Evaluation of Roosevelt’s New Deal

① Roosevelt’s New Deal is basically a progressive phenomenon in modern American history, playing a positive and affirmative role. It provided valuable experience for the monopoly bourgeoisie to maintain the rule of capitalism, and was imitated by future bourgeois governments in the United States and many other Western countries; its implementation was the inheritance and development of certain democratic traditions of the bourgeoisie in American history.

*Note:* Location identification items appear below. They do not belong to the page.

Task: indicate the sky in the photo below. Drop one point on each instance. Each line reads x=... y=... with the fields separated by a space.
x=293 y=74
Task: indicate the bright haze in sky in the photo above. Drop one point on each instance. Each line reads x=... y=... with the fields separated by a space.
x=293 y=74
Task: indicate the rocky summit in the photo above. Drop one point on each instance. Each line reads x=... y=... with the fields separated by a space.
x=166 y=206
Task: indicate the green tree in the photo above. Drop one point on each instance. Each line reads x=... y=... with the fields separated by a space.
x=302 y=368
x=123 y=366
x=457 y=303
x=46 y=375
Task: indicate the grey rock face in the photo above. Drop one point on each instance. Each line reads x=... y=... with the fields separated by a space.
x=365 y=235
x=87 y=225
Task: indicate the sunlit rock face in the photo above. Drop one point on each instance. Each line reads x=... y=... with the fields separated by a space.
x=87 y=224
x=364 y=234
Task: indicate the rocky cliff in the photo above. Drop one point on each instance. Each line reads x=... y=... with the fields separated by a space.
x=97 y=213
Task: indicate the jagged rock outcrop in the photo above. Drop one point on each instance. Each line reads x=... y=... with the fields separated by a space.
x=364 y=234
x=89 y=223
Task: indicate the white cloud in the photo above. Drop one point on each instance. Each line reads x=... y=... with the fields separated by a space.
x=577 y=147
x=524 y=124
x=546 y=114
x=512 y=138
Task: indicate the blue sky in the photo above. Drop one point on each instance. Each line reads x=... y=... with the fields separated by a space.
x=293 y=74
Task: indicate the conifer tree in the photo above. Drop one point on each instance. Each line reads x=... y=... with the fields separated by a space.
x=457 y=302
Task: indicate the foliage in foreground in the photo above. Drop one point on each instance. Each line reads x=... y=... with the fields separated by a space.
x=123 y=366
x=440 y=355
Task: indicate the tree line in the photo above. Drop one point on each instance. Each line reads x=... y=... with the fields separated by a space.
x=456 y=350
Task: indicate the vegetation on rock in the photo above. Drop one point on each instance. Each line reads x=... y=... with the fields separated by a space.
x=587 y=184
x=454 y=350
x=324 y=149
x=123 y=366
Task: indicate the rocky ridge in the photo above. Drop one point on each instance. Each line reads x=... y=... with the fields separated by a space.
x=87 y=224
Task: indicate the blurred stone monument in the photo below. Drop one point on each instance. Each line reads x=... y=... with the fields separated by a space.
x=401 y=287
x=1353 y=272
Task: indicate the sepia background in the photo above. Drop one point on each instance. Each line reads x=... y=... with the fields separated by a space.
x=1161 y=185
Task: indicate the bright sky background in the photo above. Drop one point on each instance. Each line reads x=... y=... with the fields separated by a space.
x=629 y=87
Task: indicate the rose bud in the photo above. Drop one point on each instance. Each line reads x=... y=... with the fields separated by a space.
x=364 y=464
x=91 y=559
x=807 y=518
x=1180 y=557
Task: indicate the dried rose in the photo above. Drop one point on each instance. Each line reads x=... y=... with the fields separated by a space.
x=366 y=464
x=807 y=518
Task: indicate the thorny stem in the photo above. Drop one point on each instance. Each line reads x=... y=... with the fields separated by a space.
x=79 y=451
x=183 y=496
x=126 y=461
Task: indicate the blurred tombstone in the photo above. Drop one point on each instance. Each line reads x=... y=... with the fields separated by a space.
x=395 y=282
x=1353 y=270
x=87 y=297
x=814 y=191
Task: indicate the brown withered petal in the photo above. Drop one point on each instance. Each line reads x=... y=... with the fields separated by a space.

② The role of the New Deal only temporarily and slightly alleviated some of the serious situations caused by the economic crisis in the U.S. economy. It did not and could not overcome the crisis (why?). The result of the implementation of the New Deal was to consolidate and strengthen the dominant position of the monopoly bourgeoisie in the country's economy and politics. Some of the measures it included to make concessions to the working class were nothing more than a means for the bourgeoisie to deal with the labor movement. The phenomenon of the U.S. industrial production index rising year by year after the implementation of the New Deal is not the effect of the New Deal's prescriptions, but the result of the spontaneous laws of the capitalist economic cycle. The bourgeois reformist policies it contains are extremely harmful to the working class and the revolutionary cause.

③We should neither overly praise nor overly disparage Roosevelt’s New Deal. It pushed American private monopoly capitalism quickly and on a large scale into American-style, non-fascist state monopoly capitalism, which to a certain extent improved the situation of the working people, eased class struggle, and saved and strengthened the The monopoly capitalist system in the United States. However, its result has deepened the contradictions of capitalism and caused new and more profound crises. However, it cannot be said that the main purpose of the New Deal was to prevent farmers and workers from participating in revolutionary actions, because at that time the United States did not have the subjective and objective conditions for a proletarian revolution.